Великовский всю жизнь писал о Камю. Камю был его нравственным камертоном, он был его alter ego. Трудно отделаться от ощущения, что говоря об эссеистике Камю, он говорит о себе: «В работах, посвященных своим собратьям по перу и художественному творчеству вообще, Камю еще больше, чем в других своих трудах, выглядит мыслителем-эссеистом с тем редко встречающимся за пределами Франции обликом, какой складывался там веками от Монтеня до Алена. Среди философствующих эстетиков германской выучки он слишком писатель, среди высказывающихся об искусстве писателей – слишком философ. Он лишен вкуса к остраненным ученым исследованиям, для него анализ материала не самодостаточен, а служебен и насквозь личностен: по преимуществу это самоанализ, когда опосредованно уясняются собственные устремления. С другой стороны, Камю не довольствуется проницательными, остроумными, но дробными и разрозненными высказываниями: ему важно включить их в стройную вереницу посылок, доводов и заключений, вместе дающих нечто тщательно продуманное и подогнанное во всех звеньях… Отсюда – биографически и логически отправной взгляд для Камю на творчество прежде всего со стороны самого творчества, который берется, впрочем, отнюдь не изнутри, не в психологическом, а, скорее, в онтологическом разрезе»23.
Его работы созданы на грани словесности и философии. Свой жанр он определял как «…эссе, располагающееся на стыке собственно литературоведения, социальной психологии, истории философии и еще чего‐то трудноуловимого, что условно решился бы назвать исповедальным со‐размышлением»24. Как отмечает исследователь Н. Стрижевская, С. Великовский стоит в стороне не только в русской словесности, но и в русском умозрении, и среди современников его можно сравнить только с Мерабом Мамардашвили, но «это сходство скорее величин и вершин, чем голосов»25.
Его книги не укладываются ни в границы философской эссеистики, ни в рамки литературоведения. Они представляют собой культурологические исследования, хотя Великовский считал, что междисциплинарные исследования не способствуют формированию культуроведения, культурологии как относительно самостоятельной отрасли знания о человеке.
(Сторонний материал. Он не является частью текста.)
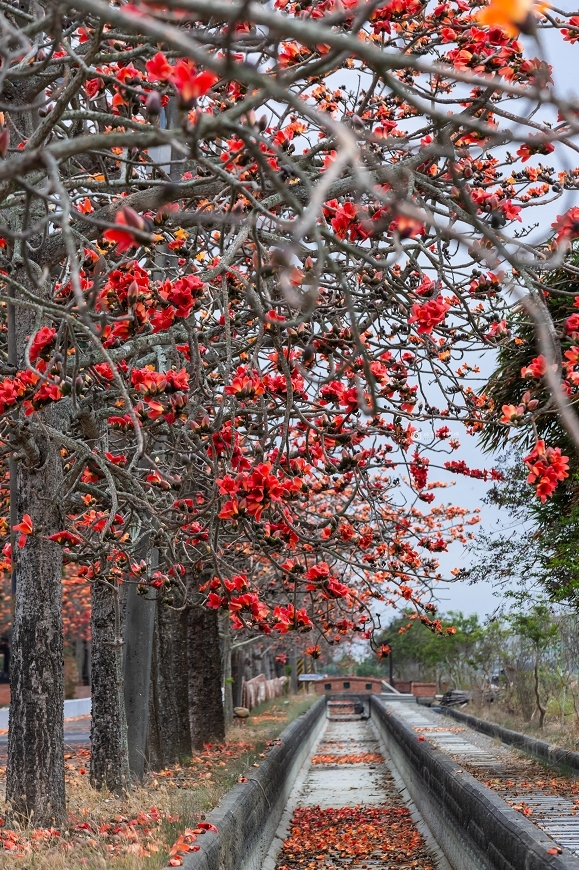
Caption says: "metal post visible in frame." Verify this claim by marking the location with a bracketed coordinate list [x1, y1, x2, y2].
[290, 645, 298, 694]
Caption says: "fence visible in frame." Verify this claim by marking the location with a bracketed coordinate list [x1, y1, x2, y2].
[241, 674, 287, 710]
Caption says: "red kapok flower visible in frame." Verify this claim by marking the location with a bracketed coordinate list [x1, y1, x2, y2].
[13, 513, 33, 548]
[171, 62, 218, 106]
[389, 214, 425, 238]
[524, 440, 569, 502]
[146, 51, 173, 82]
[103, 207, 151, 253]
[30, 326, 57, 363]
[47, 531, 83, 546]
[409, 298, 450, 334]
[477, 0, 549, 37]
[552, 207, 579, 245]
[377, 643, 391, 659]
[521, 354, 548, 379]
[516, 136, 555, 162]
[102, 228, 139, 254]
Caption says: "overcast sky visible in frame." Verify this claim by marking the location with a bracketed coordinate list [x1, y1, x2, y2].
[425, 21, 579, 618]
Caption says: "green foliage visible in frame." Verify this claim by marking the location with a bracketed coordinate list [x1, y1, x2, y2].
[467, 453, 579, 608]
[542, 507, 579, 607]
[355, 658, 389, 678]
[508, 603, 558, 651]
[481, 244, 579, 461]
[475, 249, 579, 613]
[356, 611, 483, 686]
[354, 605, 566, 728]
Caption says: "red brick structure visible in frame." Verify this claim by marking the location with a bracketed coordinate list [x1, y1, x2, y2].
[410, 682, 437, 698]
[392, 680, 436, 698]
[314, 676, 383, 694]
[313, 676, 437, 697]
[391, 679, 412, 693]
[390, 679, 437, 697]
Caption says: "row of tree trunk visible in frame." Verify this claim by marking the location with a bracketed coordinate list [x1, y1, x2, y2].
[90, 580, 227, 792]
[147, 603, 225, 769]
[3, 88, 278, 828]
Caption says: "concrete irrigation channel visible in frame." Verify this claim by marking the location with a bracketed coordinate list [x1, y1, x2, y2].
[171, 694, 579, 870]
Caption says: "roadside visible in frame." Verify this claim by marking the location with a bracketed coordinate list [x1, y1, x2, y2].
[0, 694, 315, 868]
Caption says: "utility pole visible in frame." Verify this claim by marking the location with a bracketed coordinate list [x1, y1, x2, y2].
[290, 644, 298, 694]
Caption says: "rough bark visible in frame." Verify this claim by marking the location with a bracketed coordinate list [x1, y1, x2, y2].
[147, 604, 191, 769]
[6, 262, 67, 825]
[187, 606, 225, 749]
[7, 461, 66, 825]
[90, 579, 129, 793]
[85, 395, 130, 793]
[289, 646, 298, 694]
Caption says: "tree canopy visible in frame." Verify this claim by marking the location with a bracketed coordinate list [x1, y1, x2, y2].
[1, 0, 579, 825]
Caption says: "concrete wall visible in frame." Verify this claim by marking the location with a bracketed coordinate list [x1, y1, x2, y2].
[371, 697, 579, 870]
[174, 697, 326, 870]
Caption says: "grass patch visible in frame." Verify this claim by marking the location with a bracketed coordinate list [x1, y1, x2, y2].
[466, 700, 579, 751]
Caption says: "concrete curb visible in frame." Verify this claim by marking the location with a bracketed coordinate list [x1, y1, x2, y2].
[371, 697, 579, 870]
[0, 697, 91, 730]
[172, 697, 326, 870]
[434, 706, 579, 775]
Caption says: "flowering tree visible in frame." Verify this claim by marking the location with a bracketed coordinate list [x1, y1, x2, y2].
[0, 0, 578, 825]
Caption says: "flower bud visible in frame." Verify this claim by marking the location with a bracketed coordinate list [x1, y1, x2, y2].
[117, 206, 145, 231]
[146, 90, 162, 117]
[127, 280, 139, 307]
[0, 128, 10, 159]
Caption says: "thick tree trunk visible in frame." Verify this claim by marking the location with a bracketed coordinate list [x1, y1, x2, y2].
[7, 519, 65, 824]
[90, 579, 129, 793]
[289, 645, 298, 694]
[6, 265, 67, 825]
[147, 636, 163, 772]
[147, 605, 190, 769]
[187, 606, 225, 749]
[7, 530, 65, 825]
[6, 411, 66, 823]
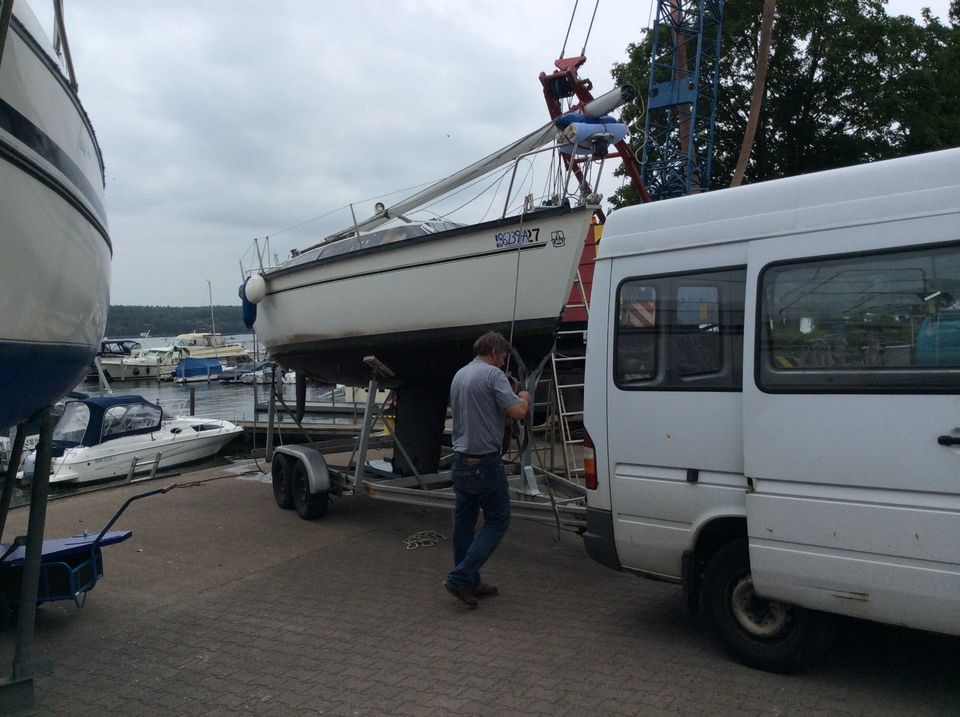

Он полагал, что «простым сложением, скажем, лингвистики с историей живописи – даже если к ним добавить еще и этнографию или фольклористику, или любую другую частную и частичную науку, вычленяющую свой особый предмет… из огромной совокупности явлений, именуемой культурой, – получить сколько-нибудь удовлетворительной культурологии, к сожалению, нельзя»26.